Воскресенье, первый день, отсылает прежде всего к другому определению даты в Ветхом Завете, вошедшему в Символ веры Церкви: «воскресшего в третий день, по Писаниям» (1 Кор 15, 4). Самое раннее предание сохранило в памяти выражение третий день, а таким образом, воспоминание о пустом гробе и о первых явлениях Воскресшего. Вместе с тем — как раз для этого и прибавляется «по Писаниям» — напоминается, что третий день был предназначен в Писаниях, или, вернее, в Ветхом Завете, для главного события мировой истории, а лучше сказать, рождения в истории мира, в истории, где убивают и умирают, зари новой жизни, входа в эту жизнь.
Это определение третьего дня придает смысл конкретному воспоминанию о дате. В рассказе о заключении Завета на Синае, в Ветхом Завете, третий день — это всякий раз день теофании, Богоявления, то есть день, когда Бог являет Себя и выражает. Это же временное указание, третий день, означает и Воскресение Иисуса как окончательное событие Завета, как истинное вхождение в историю Бога, к Которому Он дает нам возможность прикоснуться, в лоне нашего мира, Который становится «Богом осязаемым», как сказали бы сегодня. Воскресение означает, что Бог сохраняет власть над историей, что Он не отрекся от нее в пользу законов природы. Оно означает, что он не утратил Своего могущества в мире материи и в жизни, определяемой материей. Оно означает, что закон всех законов, всеобщий закон смерти не обладает окончательной властью и последним словом. Последнее Слово есть То же, Какое было первым Теофания, Богоявление в мире — это реальность. Именно в этом смысл выражения «третий день». И произошло это Богоявление таким образом, что Сам Бог восстановил утерянную справедливость и вернул право не только живущим или некоему расплывчатому будущему поколению; Он восстановил право за пределами смерти, право для Умершего и для умерших, для всех. Поэтому теофания — в том, что есть Некто, Кто вернулся из смерти, или, лучше сказать, восторжествовал над смертью. Она совершилась в том, что само тело было принято в вечность, что оно тоже оказалось способным к вечности и к Богу. «Нельзя сказать, что Иисус в каком-то смысле умер в Боге», как любят сегодня говорить, выражая тем самым утрату всякой надежды на реальную власть Бога и на Воскресение Иисуса Подобная формулировка, в самом деле, свидетельствует о страхе слишком приблизиться к естественным наукам в случае, если само тело Иисуса вводится в действующую власть Бога, если мы утверждаем, что сила Божия коснулась подлинного времени.

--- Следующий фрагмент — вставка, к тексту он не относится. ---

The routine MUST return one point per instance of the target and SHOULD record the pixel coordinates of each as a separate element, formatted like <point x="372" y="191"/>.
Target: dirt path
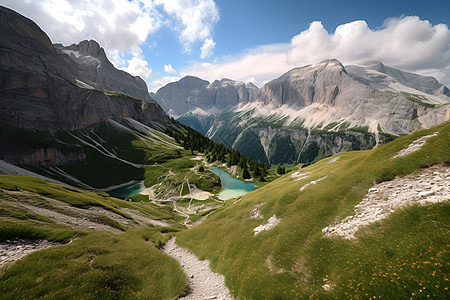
<point x="203" y="283"/>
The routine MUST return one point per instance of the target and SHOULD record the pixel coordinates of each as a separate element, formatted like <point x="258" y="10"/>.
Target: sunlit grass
<point x="412" y="243"/>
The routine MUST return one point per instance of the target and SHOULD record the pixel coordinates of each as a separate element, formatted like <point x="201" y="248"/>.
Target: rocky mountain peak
<point x="38" y="83"/>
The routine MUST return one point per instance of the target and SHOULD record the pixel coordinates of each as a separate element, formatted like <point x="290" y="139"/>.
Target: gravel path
<point x="203" y="283"/>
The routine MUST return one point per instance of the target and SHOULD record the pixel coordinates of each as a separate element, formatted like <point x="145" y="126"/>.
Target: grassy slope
<point x="80" y="198"/>
<point x="96" y="265"/>
<point x="403" y="256"/>
<point x="100" y="265"/>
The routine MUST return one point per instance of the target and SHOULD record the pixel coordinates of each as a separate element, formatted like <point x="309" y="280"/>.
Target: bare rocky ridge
<point x="203" y="283"/>
<point x="328" y="106"/>
<point x="39" y="88"/>
<point x="94" y="69"/>
<point x="46" y="91"/>
<point x="192" y="94"/>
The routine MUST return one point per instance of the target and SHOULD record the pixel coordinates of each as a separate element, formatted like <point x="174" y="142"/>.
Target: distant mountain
<point x="66" y="113"/>
<point x="319" y="110"/>
<point x="94" y="68"/>
<point x="192" y="94"/>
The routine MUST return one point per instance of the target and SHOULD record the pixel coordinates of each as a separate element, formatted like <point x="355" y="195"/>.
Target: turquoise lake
<point x="126" y="191"/>
<point x="232" y="187"/>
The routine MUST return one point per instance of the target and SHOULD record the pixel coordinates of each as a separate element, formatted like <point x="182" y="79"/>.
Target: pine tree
<point x="245" y="174"/>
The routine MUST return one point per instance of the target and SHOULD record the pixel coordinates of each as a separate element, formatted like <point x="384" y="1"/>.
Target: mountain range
<point x="362" y="224"/>
<point x="61" y="108"/>
<point x="309" y="112"/>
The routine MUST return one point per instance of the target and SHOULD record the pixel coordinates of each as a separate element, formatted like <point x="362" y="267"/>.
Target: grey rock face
<point x="94" y="68"/>
<point x="349" y="107"/>
<point x="44" y="91"/>
<point x="39" y="85"/>
<point x="190" y="93"/>
<point x="303" y="86"/>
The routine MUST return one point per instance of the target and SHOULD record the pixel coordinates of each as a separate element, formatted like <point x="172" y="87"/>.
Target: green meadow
<point x="403" y="256"/>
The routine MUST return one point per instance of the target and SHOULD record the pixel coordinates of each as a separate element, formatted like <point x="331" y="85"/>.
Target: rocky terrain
<point x="327" y="107"/>
<point x="192" y="94"/>
<point x="429" y="186"/>
<point x="203" y="283"/>
<point x="15" y="249"/>
<point x="49" y="93"/>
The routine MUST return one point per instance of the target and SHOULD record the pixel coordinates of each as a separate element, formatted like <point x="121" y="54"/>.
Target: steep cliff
<point x="48" y="96"/>
<point x="324" y="109"/>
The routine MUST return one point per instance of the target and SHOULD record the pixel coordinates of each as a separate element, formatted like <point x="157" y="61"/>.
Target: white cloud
<point x="406" y="43"/>
<point x="207" y="48"/>
<point x="169" y="69"/>
<point x="137" y="65"/>
<point x="160" y="82"/>
<point x="123" y="26"/>
<point x="194" y="19"/>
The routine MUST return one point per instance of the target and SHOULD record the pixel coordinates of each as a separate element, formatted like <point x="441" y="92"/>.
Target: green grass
<point x="78" y="198"/>
<point x="99" y="265"/>
<point x="404" y="254"/>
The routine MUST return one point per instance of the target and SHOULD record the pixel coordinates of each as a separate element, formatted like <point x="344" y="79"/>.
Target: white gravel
<point x="432" y="185"/>
<point x="415" y="146"/>
<point x="203" y="283"/>
<point x="271" y="223"/>
<point x="16" y="248"/>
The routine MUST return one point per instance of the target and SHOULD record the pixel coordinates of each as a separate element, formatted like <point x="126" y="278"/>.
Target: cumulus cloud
<point x="406" y="43"/>
<point x="403" y="42"/>
<point x="122" y="26"/>
<point x="194" y="19"/>
<point x="137" y="65"/>
<point x="207" y="48"/>
<point x="169" y="69"/>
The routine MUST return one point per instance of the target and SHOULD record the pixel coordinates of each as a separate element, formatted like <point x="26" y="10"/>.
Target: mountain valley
<point x="313" y="111"/>
<point x="349" y="169"/>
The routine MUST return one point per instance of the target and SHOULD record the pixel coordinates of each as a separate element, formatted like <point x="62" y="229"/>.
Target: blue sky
<point x="249" y="40"/>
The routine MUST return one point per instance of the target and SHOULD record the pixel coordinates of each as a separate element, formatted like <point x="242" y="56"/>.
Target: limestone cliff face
<point x="46" y="90"/>
<point x="40" y="87"/>
<point x="191" y="93"/>
<point x="304" y="86"/>
<point x="94" y="68"/>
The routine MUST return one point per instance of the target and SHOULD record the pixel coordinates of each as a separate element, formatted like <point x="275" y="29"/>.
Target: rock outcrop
<point x="40" y="87"/>
<point x="192" y="94"/>
<point x="51" y="95"/>
<point x="96" y="70"/>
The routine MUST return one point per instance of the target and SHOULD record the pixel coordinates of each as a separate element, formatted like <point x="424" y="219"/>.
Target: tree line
<point x="191" y="139"/>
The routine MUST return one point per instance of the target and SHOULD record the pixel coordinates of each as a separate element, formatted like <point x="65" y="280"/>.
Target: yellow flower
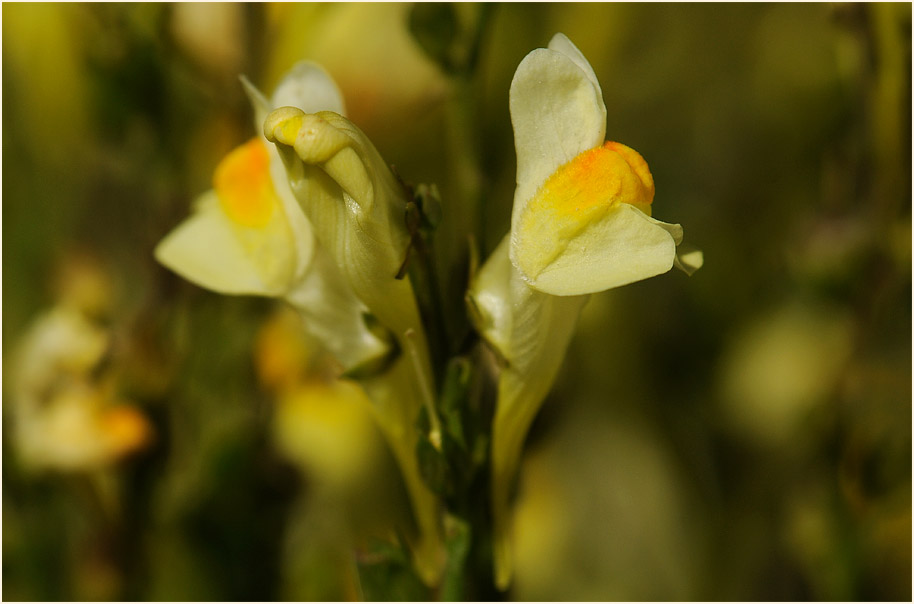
<point x="581" y="220"/>
<point x="248" y="235"/>
<point x="64" y="417"/>
<point x="580" y="224"/>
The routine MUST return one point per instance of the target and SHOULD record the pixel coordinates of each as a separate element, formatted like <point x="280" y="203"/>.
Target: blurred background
<point x="743" y="434"/>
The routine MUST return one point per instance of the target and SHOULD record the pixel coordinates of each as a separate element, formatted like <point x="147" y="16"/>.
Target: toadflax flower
<point x="248" y="235"/>
<point x="325" y="231"/>
<point x="358" y="208"/>
<point x="581" y="223"/>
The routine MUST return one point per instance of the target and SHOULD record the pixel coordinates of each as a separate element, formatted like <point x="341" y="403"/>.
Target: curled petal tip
<point x="318" y="140"/>
<point x="282" y="125"/>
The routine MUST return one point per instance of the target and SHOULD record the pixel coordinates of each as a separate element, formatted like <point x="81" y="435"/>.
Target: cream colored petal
<point x="258" y="101"/>
<point x="624" y="246"/>
<point x="308" y="87"/>
<point x="334" y="316"/>
<point x="689" y="260"/>
<point x="205" y="249"/>
<point x="562" y="44"/>
<point x="531" y="331"/>
<point x="557" y="112"/>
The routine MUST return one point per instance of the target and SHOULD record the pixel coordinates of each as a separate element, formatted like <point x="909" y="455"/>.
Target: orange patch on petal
<point x="243" y="184"/>
<point x="600" y="178"/>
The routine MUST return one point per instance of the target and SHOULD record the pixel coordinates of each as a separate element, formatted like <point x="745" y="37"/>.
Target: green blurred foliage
<point x="741" y="434"/>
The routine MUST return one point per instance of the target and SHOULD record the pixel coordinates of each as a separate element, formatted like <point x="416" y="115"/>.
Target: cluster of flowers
<point x="309" y="212"/>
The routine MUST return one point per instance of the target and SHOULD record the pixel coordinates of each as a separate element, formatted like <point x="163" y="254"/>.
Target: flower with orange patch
<point x="581" y="223"/>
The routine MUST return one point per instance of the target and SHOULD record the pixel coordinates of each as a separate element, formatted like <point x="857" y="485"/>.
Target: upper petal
<point x="308" y="87"/>
<point x="557" y="112"/>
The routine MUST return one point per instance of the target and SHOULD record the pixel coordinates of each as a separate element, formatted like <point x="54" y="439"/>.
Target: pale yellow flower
<point x="64" y="417"/>
<point x="580" y="224"/>
<point x="248" y="234"/>
<point x="357" y="208"/>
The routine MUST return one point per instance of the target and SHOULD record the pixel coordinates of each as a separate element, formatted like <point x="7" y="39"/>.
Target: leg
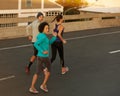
<point x="61" y="54"/>
<point x="53" y="51"/>
<point x="35" y="77"/>
<point x="32" y="59"/>
<point x="32" y="88"/>
<point x="46" y="74"/>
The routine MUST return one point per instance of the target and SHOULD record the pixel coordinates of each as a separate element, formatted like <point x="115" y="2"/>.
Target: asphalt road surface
<point x="93" y="57"/>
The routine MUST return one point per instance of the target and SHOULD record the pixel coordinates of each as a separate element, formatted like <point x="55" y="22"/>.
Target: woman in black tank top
<point x="58" y="44"/>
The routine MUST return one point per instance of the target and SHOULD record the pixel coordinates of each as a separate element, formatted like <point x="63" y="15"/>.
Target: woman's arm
<point x="60" y="28"/>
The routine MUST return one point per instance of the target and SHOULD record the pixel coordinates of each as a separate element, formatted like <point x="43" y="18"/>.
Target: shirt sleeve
<point x="29" y="29"/>
<point x="39" y="40"/>
<point x="52" y="39"/>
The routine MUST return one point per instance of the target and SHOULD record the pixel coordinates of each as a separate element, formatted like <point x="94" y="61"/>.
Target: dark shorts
<point x="35" y="51"/>
<point x="43" y="63"/>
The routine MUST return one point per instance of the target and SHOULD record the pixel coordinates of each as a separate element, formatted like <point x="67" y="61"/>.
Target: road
<point x="93" y="57"/>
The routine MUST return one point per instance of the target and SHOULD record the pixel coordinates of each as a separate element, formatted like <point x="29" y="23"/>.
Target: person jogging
<point x="32" y="37"/>
<point x="58" y="44"/>
<point x="43" y="62"/>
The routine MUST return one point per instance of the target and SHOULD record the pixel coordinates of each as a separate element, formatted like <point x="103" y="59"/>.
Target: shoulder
<point x="61" y="26"/>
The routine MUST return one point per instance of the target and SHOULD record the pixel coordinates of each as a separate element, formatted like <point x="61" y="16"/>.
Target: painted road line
<point x="81" y="37"/>
<point x="14" y="47"/>
<point x="113" y="52"/>
<point x="6" y="78"/>
<point x="101" y="34"/>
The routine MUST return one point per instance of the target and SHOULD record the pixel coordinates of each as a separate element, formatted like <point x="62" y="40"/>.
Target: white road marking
<point x="113" y="52"/>
<point x="101" y="34"/>
<point x="6" y="78"/>
<point x="14" y="47"/>
<point x="81" y="37"/>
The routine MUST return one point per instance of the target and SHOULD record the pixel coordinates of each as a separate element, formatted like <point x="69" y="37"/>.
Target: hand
<point x="64" y="41"/>
<point x="30" y="38"/>
<point x="45" y="52"/>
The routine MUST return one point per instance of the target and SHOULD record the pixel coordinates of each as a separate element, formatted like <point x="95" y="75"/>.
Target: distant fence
<point x="72" y="23"/>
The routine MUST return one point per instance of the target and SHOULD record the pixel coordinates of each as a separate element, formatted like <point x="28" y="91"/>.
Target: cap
<point x="39" y="14"/>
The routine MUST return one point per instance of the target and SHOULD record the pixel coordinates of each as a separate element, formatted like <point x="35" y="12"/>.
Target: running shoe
<point x="33" y="91"/>
<point x="27" y="70"/>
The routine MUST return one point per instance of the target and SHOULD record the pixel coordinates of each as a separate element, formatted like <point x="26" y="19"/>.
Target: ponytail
<point x="57" y="18"/>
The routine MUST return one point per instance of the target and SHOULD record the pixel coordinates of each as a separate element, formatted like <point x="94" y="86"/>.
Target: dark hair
<point x="42" y="26"/>
<point x="57" y="18"/>
<point x="39" y="14"/>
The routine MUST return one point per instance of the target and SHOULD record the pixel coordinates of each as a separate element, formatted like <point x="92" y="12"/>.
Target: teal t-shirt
<point x="42" y="44"/>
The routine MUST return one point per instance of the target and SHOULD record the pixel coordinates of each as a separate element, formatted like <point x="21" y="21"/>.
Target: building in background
<point x="27" y="8"/>
<point x="103" y="6"/>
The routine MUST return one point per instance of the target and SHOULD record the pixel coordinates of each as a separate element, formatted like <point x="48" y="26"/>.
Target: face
<point x="46" y="29"/>
<point x="41" y="18"/>
<point x="61" y="20"/>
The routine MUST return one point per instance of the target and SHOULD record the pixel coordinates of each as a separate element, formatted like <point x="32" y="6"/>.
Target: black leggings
<point x="57" y="46"/>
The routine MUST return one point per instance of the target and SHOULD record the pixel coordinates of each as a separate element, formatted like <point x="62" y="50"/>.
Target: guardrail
<point x="72" y="23"/>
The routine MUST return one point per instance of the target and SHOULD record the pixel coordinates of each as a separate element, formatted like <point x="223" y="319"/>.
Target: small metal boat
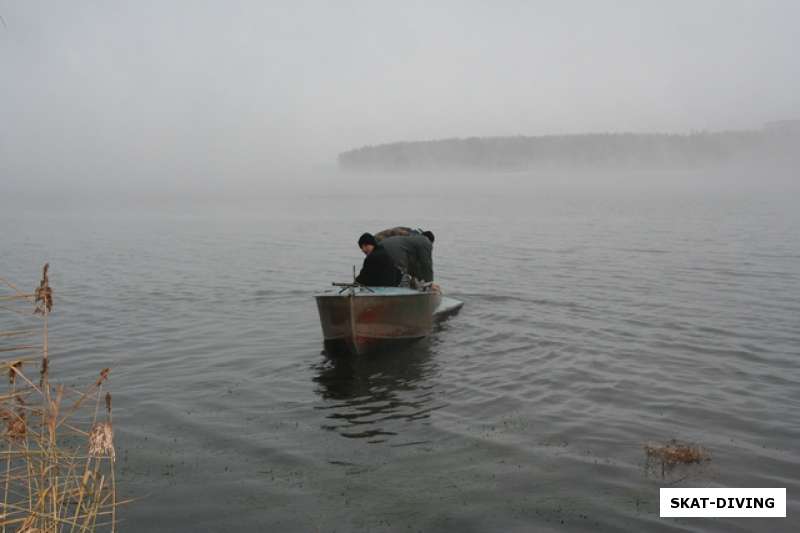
<point x="359" y="319"/>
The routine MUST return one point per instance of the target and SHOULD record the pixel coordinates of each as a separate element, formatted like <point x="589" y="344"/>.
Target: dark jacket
<point x="379" y="270"/>
<point x="412" y="254"/>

Но, если бы было так, то получилось бы, что мы отрицаем всякую способность материи к искуплению. А это уже означает сомнение в искуплении человека, который есть нераздельное единство материи и духа. Мне кажется, что теории, которые с виду, кажется, настаивают на целостности человека и поэтому говорят о полной смерти и о совершенно новой телесной жизни, на самом деле являются плохо скрытым дуализмом, который воображает себе некую неведомую материю, тем самым вырывая всю реальность из области богословия, то есть из области слова и действия Бога. Но Воскресение означает, что Бог произносит «да» всему человеку и что Он может это сделать. В Воскресении Бог полностью свершает благословение седьмого дня. Грех человека попытался сделать из Бога лжеца. Грех как бы констатировал, что Его творение нехорошо, что оно пригодно только для гибели. Воскресение означает, что Бог, вопреки провалу греха, являет Себя как более сильного и говорит: «Сие хорошо». Бог говорит свое окончательное «да» творению, принимая его в Себя, и преображает его, несмотря на всяческую хрупкость, в неизменно пребывающее.
Именно здесь нам открывается глубочайшая связь между воскресным днем и Евхаристией. Если все это так, то Воскресение — не событие, которое следует за одними событиями и предшествует другим и которое все более отдаляется во времени. Воскресение в данном случае — начало настоящего, не имеющего конца. Часто мы живем очень далеко от этого настоящего. Мы удаляемся от него тем более, чем более привязываемся ко всему, что преходит, чем более мы в нашем опыте уходим от того, что было открыто на Кресте и в Воскресении как в подлинном настоящем в лоне преходящего: от любви, которая находит Себя в знаках Страстей и так становится нашей жизнью. Вот почему сама Евхаристия как таковая есть День Господень: dominicus, как говорили одним словом мученики Северной Африки.